Sort out your syntax or Harry Gration gets it
There is much to be admired in the sport of rugby league, not least the talent, dedication and energy of their professional development team, the innovation and high level of skill they bring to their short kicking game and the scientific approach to defence that makes the proliferation of RL coaches in real rugby more than just a fashion statement. But their ongoing and institutionalised abuse of the English language has to be challenged. When marketing hit the M62 corridor and Americanised soubriquets became de rigeur much was lost. Out went names redolent of mushy peas and poverty, such as Bradford Northern, Featherstone Rovers and Wakefield Trinity, and in came a variety of “more marketable” characterisations. The names of fearsome (sic) animals (Bulls, Wolves and Tigers) and fighting men (Warriors, Vikings and Crusaders) were appended to town names and Wigan Warriors carried on where Wigan RL had left off, winning everything in sight. Commentators happily became used to interchanging ‘Wigan’ and ‘the Warriors’ and all was well until someone felt the need to widen the sport’s geographical sway and add teams into their top flight – which itself had now transmuted into the “Super” League – from as far away as South Wales and the south of France. And it is these new franchises that have caused the problem. Based in Newport and Perpignan respectively, they are not town teams; they represent regions, constituencies or, in marketing terms, territories. And what a marketing man dreams up a marketing man will name and Celtic Crusaders and Catalan Dragons were born. And what have Harry Gration, Robbie Paul et al done with these new names? They have applied the formula and we are treated to discussions on places called “Catalan” and “Celtic” as in the preposterous: “This week St Helens visit Catalan.” Well, they don’t. They might visit Catalonia – or even Catalunya, which is what Catalans call Catalonia – but you can’t visit, beat or get into a five-minute fight with an adjective. You can put a ‘the’ on the front and an ‘s’ on the back and do battle with “the Catalans”. You can follow the club’s own lead and call them “Les Dragons Catalans”  or you can just call them “the Dragons” but you really, really must stop this idiotic and insulting conflation of parts of speech, Harry. It’s just not cricket.

Flagrantly flattered
They do say that imitation is the sincerest form of flattery and everyone at the The Leisure Review felt duly complimented when BISL (Business in Sport and Leisure Ltd apparently) entitled their annual conference “Sport & Leisure - the decade ahead”. The old man who does the garden thought he had heard that last bit before and woman who comes in two mornings to do the books was sure it rang a bell but it took the work experience lass about five minutes to check the archive and discover that our cleverer brethren at TLR Towers had used it twice – once for their first round table back in March 2008 and again at the Summit in June this year. Luckily for BISL we’re not ISPAL and don’t think we own words like ‘sports development’ and ‘seminar’ and won’t therefore be suing them, but a nice invitation to take lunch at their Lord’s event might ease our pain.

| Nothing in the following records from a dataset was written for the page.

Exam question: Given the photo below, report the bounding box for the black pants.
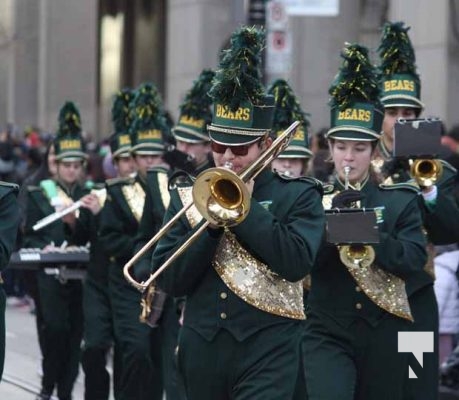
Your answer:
[82,276,119,400]
[303,312,411,400]
[109,264,163,400]
[178,321,301,400]
[38,271,83,400]
[404,285,439,400]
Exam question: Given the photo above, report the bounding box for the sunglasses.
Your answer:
[210,138,261,156]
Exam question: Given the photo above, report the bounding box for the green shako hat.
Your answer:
[268,79,312,158]
[131,82,167,155]
[207,27,274,146]
[378,22,424,110]
[54,101,88,161]
[172,69,215,143]
[327,43,384,141]
[110,88,134,158]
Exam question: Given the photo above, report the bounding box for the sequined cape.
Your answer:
[308,181,426,326]
[153,171,324,340]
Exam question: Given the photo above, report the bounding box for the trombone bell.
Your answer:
[193,168,250,227]
[410,159,443,187]
[339,244,376,267]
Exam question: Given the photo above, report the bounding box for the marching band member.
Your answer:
[134,70,215,400]
[152,27,324,400]
[303,44,426,400]
[99,83,165,400]
[81,89,135,400]
[24,102,100,400]
[375,22,459,400]
[268,79,312,178]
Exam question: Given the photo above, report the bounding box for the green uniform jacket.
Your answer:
[99,175,146,266]
[0,182,19,271]
[24,182,93,249]
[153,171,324,340]
[383,156,459,295]
[308,181,427,326]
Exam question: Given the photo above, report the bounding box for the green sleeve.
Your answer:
[232,186,325,282]
[374,197,427,278]
[99,193,135,260]
[0,191,19,270]
[424,171,459,245]
[133,186,161,281]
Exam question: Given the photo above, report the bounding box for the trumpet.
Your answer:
[32,189,107,232]
[410,158,443,187]
[338,165,375,267]
[123,121,300,292]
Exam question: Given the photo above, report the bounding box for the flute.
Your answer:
[32,189,106,232]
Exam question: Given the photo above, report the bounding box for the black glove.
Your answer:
[332,189,365,208]
[132,260,151,282]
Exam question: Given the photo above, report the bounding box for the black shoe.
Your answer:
[35,393,51,400]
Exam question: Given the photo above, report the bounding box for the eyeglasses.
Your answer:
[210,139,260,156]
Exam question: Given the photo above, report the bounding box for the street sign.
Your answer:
[283,0,339,17]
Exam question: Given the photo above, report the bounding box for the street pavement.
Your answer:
[0,305,84,400]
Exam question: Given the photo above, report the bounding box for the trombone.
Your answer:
[123,121,300,292]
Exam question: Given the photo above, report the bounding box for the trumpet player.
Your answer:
[376,22,459,400]
[24,102,100,400]
[99,83,166,400]
[153,27,324,400]
[303,44,426,400]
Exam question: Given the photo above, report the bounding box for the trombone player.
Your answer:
[152,27,324,400]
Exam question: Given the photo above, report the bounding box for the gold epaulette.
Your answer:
[147,166,169,174]
[105,177,135,186]
[0,181,19,191]
[379,180,420,194]
[27,185,43,192]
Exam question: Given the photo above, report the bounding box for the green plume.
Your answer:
[328,43,382,110]
[180,69,215,120]
[130,82,166,132]
[268,79,309,132]
[112,88,134,134]
[378,22,419,83]
[57,101,81,136]
[209,27,265,111]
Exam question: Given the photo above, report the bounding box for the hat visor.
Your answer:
[172,127,210,144]
[277,146,313,158]
[207,124,269,146]
[381,95,424,110]
[326,126,381,142]
[56,151,89,161]
[131,143,164,156]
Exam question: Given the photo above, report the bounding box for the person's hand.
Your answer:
[332,189,365,208]
[245,179,255,197]
[80,193,102,215]
[56,203,76,227]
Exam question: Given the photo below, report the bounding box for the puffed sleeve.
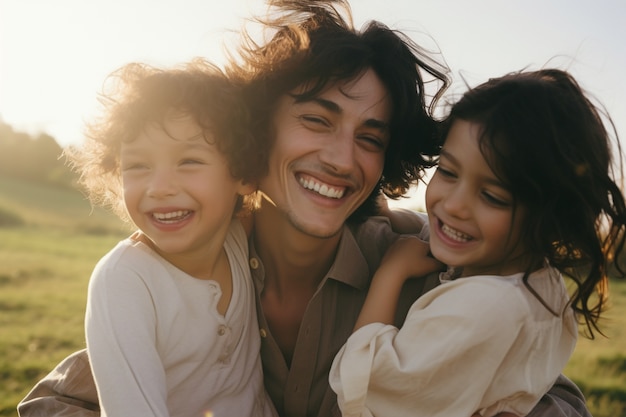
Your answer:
[330,278,540,417]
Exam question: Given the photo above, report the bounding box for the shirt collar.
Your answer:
[248,226,370,294]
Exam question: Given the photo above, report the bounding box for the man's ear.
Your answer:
[237,181,257,195]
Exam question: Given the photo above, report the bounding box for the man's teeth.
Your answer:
[441,224,472,242]
[298,178,346,198]
[152,210,191,223]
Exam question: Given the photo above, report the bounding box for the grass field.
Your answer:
[0,177,626,417]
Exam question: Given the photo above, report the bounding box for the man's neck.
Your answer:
[254,209,341,293]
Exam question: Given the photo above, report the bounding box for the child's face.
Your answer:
[121,114,252,263]
[426,120,525,276]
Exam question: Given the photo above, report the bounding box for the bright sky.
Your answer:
[0,0,626,207]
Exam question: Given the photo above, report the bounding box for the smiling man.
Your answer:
[15,0,589,417]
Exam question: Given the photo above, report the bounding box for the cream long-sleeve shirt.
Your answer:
[330,267,577,417]
[85,221,274,417]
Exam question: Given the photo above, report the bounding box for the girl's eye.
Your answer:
[483,191,511,208]
[121,162,148,172]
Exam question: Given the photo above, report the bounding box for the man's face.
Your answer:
[260,70,391,238]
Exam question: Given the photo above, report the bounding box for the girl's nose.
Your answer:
[442,184,471,218]
[146,170,178,198]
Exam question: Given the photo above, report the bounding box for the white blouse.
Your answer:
[330,267,577,417]
[85,221,274,417]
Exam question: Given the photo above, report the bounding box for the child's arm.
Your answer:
[354,236,444,330]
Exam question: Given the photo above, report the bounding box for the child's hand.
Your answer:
[377,235,445,282]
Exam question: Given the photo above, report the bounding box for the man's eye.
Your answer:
[180,159,204,165]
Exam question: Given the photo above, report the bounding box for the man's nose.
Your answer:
[320,129,356,173]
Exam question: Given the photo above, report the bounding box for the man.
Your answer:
[19,0,589,417]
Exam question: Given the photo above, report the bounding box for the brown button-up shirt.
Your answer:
[250,217,438,417]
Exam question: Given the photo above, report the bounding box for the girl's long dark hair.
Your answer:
[438,69,626,338]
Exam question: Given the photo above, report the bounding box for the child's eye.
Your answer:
[436,165,456,178]
[358,135,385,151]
[483,191,511,208]
[121,162,148,171]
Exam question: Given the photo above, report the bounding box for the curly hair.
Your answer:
[227,0,450,222]
[442,69,626,338]
[64,59,266,221]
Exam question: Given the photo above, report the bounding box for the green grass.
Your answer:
[0,177,626,417]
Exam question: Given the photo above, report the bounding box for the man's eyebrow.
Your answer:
[295,97,389,131]
[295,97,342,114]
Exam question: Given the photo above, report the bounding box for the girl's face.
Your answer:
[120,114,252,269]
[426,120,526,276]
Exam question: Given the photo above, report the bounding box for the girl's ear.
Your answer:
[237,181,257,195]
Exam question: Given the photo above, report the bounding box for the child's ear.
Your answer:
[237,181,257,195]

Sports development explained slowly
Sideliner has long wondered how the ISRM justify touting themselves as serving the needs of the sports development professional. True enough, when the National Association for Sports Development (NASD) was young the then Melton Mowbray-based ‘plumbers’ did offer them a home and did much to aid the association’s development, although their motivation may have been less than altruistic. But when Val Stevenson and Bev Smith led NASD to independence (followed by annexation into and anonymity within ISPAL) surely all ISRM’s claims to supporting that section of the sector should have ceased? Enlightenment is at hand, however, in the web pages of the ISRM recruitment service. Under “Sports Development” on its front page at the beginning of August were three items.  One was a vacancy for a “Freddy Fit Trainer/Presenter” (no, we don’t know either), the second advertiser was looking for a “Trainee Health Club Personal Trainer” and the third was an advert for a franchise opportunity headlined “Run Your Own Gym”. Apart from explaining where the nation’s stock of capital letters has gone, it does rather explain what ISRM think about sports development and the people who do it.

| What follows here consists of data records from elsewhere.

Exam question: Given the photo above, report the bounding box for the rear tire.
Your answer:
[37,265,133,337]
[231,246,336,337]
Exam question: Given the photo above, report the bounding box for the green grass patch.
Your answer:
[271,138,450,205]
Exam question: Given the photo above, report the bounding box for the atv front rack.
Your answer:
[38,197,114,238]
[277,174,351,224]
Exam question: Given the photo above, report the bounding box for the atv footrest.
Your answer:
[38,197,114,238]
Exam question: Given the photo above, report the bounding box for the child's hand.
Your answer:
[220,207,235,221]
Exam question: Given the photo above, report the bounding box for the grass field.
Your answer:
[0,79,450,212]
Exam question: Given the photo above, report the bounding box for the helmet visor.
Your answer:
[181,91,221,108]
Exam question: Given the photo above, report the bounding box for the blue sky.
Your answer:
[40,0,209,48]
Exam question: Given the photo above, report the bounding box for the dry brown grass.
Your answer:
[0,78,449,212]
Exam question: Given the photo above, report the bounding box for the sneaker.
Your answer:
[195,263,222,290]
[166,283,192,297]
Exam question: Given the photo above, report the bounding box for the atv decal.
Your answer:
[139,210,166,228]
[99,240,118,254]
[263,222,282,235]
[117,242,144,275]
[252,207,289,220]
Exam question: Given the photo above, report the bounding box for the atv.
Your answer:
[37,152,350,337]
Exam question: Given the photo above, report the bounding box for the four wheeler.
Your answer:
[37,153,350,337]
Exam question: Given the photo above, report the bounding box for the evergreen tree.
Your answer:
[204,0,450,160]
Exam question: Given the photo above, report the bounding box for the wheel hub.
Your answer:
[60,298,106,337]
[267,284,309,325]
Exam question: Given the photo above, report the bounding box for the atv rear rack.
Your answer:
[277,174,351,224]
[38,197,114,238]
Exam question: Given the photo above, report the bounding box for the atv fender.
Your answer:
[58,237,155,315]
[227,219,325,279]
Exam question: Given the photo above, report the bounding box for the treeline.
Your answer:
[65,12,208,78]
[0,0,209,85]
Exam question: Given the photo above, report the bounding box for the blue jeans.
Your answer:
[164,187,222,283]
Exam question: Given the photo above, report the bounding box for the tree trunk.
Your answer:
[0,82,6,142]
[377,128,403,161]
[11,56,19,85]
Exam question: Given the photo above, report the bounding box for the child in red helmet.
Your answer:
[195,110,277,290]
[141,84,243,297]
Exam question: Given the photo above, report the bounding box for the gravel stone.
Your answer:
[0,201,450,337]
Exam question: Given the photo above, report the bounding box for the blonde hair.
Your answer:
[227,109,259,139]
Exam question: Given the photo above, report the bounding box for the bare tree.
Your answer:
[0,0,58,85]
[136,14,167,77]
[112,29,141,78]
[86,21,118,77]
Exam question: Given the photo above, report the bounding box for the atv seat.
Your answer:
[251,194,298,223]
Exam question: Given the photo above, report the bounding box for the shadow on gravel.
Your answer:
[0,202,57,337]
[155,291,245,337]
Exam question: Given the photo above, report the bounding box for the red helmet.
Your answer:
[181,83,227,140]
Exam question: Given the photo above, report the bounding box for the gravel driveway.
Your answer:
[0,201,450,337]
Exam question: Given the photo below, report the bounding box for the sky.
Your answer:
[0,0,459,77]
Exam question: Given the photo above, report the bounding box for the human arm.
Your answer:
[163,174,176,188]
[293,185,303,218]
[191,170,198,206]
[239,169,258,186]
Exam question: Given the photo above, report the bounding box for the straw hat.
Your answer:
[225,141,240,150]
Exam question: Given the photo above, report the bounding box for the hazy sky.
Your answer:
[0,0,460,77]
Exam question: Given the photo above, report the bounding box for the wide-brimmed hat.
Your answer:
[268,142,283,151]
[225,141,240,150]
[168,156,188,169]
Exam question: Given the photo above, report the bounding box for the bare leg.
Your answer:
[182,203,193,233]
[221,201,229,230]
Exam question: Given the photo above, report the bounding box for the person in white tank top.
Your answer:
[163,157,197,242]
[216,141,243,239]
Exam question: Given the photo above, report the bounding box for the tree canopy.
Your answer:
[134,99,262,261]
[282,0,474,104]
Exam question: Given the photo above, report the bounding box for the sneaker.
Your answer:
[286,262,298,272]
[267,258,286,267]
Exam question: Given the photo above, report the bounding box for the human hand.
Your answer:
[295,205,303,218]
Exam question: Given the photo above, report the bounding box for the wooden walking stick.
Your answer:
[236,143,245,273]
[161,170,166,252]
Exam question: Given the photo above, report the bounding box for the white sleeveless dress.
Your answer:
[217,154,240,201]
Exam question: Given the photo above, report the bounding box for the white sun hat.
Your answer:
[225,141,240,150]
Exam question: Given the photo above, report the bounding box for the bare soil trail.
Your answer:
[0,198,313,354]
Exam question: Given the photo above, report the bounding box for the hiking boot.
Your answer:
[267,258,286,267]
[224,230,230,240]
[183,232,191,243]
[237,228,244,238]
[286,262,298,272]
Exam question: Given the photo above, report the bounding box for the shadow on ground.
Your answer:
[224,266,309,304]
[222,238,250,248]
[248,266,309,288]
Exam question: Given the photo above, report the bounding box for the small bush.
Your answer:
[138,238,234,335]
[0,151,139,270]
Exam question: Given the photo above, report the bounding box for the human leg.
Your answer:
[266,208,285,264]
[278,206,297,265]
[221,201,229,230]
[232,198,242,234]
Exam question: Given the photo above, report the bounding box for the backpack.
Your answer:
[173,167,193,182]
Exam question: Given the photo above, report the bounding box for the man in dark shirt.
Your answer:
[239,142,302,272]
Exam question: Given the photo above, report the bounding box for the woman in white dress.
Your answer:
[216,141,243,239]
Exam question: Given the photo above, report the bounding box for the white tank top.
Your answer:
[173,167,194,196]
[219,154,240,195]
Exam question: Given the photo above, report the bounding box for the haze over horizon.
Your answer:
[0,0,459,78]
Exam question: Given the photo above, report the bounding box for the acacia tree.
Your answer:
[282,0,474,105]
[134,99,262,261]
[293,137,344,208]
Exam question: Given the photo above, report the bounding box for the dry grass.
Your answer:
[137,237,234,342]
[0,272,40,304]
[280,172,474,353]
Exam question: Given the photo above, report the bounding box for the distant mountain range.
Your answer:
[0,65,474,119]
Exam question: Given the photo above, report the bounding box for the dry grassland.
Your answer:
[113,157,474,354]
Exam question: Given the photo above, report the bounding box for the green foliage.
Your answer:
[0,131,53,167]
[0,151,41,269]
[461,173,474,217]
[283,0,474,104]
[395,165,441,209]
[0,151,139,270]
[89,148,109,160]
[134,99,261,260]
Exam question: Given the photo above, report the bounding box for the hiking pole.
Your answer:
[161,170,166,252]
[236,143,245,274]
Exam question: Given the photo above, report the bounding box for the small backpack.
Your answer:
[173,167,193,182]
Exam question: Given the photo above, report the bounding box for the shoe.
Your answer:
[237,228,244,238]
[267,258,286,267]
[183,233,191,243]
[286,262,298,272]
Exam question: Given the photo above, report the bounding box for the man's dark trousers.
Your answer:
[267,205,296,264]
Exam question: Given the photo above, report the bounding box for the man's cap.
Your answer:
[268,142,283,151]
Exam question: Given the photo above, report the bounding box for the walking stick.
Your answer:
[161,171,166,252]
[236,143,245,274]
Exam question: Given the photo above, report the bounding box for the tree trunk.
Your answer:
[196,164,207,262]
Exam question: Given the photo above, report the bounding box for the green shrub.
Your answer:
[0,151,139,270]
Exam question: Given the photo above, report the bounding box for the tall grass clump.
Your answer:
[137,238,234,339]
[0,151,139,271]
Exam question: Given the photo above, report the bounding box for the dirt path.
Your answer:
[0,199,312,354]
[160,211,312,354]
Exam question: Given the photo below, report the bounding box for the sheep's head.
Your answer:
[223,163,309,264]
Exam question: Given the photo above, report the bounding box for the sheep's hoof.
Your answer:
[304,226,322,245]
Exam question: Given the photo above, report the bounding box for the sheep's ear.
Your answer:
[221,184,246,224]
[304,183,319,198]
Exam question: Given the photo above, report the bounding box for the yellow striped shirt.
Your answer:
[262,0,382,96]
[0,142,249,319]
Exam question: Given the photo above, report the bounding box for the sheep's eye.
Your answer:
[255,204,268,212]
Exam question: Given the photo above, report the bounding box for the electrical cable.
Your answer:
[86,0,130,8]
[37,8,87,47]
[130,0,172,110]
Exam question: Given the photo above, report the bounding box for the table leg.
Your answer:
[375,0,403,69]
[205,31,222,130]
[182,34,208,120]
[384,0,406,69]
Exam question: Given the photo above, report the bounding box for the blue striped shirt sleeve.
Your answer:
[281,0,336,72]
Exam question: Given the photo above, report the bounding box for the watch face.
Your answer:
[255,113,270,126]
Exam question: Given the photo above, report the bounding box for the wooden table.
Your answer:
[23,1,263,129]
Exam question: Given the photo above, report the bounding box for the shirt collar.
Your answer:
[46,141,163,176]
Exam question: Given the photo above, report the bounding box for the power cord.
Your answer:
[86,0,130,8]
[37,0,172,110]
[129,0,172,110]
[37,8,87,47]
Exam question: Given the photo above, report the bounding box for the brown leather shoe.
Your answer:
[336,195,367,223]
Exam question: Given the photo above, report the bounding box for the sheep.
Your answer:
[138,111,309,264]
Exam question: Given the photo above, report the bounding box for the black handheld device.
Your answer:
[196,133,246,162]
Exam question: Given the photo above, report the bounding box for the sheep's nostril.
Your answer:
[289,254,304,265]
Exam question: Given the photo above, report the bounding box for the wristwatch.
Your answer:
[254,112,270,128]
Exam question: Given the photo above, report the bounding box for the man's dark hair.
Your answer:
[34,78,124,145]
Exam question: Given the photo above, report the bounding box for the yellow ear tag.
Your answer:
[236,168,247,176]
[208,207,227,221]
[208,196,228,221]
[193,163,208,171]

Waiting for the main event
One criticism you could never level at NASD was that it took the easy option. The eight people who formed the first NASD board went out on a very long limb and their hutzpah inspired much of the association’s later activities. So it’s just a little sad to see founding father and former firebrand John Eady lending his name to Leisure Industry Week’s latest misnomer – the National Sports Conference. Risky as it is to cross the curmudgeon’s curmudgeon, Sideliner would be derelict not to point out that Duncan Goodhew is no draw, the Women’s Sport and Fitness Foundation is worthy at best, Margaret Talbot and Linda Plowright are lovely women but hardly big beasts, and any conference that boasts not one but two Sport England speakers had better issue blow-up pillows with the sure-to-be-thick PowerPoint hand-outs. There might be some fun in the last two sessions where soon-to-depart-these-shores Duncan Wood-Allum might come over all end of term and Mr Eady himself is to speak but who will have stayed to see it?

Bitterness from the front line
Under the headline “Words from the front line: the bloody truth of Helmand – by a combat soldier”, The Observer published extracts from the “brutally frank diaries of life on the front line”, in which “a serving soldier records the bitter toll of death, and his anger and frustration at the lack of military and political support”. The entry for July 30th reads: “Read some newspapers today. Totally sick of all the shite they are full of. A cricketer is a fucking hero [Flintoff]. He throws balls at a man with a big stick for fuck’s sake.”

Drawing a headline in the sand
As the world of sport, leisure and culture is increasingly targeted – sorry, supported – by our colleagues from the PR sector, here at Row Z we like to peruse other title’s diary columns, filled, as they are, with the gossip, innuendo and unsupported supposition which we love, stripped of any PR spin. So it was that the old chap who does the garden, when it is not persisting down, recently found a classic line in the Guardian’s Media Monkey. It seems the Met Office used the foot-in-mouth “barbecue summer” line “to help journalists with their headlines”.The piece continued: “If they need it, Monkey is available to help the Met Office with its forecasts.” A not very subtle reminder to PRs everywhere: we’ll decide what is a story and how to write it, thank you; you focus on the free stash, international tickets and invitations to Glyndebourne.

Making a brew for publicity
Speaking of which, full marks to whoever does the PR for Direct Line insurance who sent hacks a box of tea bags, a poster and some spurious research to support the launch of its latest offer, the exact detail of which escapes us. The TLR marketing manager, on a flying visit to the back of the stands, filched the poster for her office and giggled her way through the press release that revealed among other things that faced with a stressful situation – a 'teamergency' if you will – 42% of people coped better after a brew. Or was the sample size 42? Nice tea though.

Drawing a veil
This month we shall be ignoring: the bleating of rugby union CEOs who vow “to clean up the game” as if they were not complicit in its muddying; another Strictly Come Dancing series launch; any athletics championship that lasts nine days when most schools get their sports days over in an afternoon; Sport England’s facile pronouncement that allowing women to box will make 2012 “the first gender equality games”; Elysium 3’s posh-totty version of Elbow’s seminal One Day Like This; the formal demise of discredited, demeaning and dull Big Brother five years after it had already died on its arse; Attractions Expo, the Licensed Business Show and, yes, the Sport Show, all at the NEC.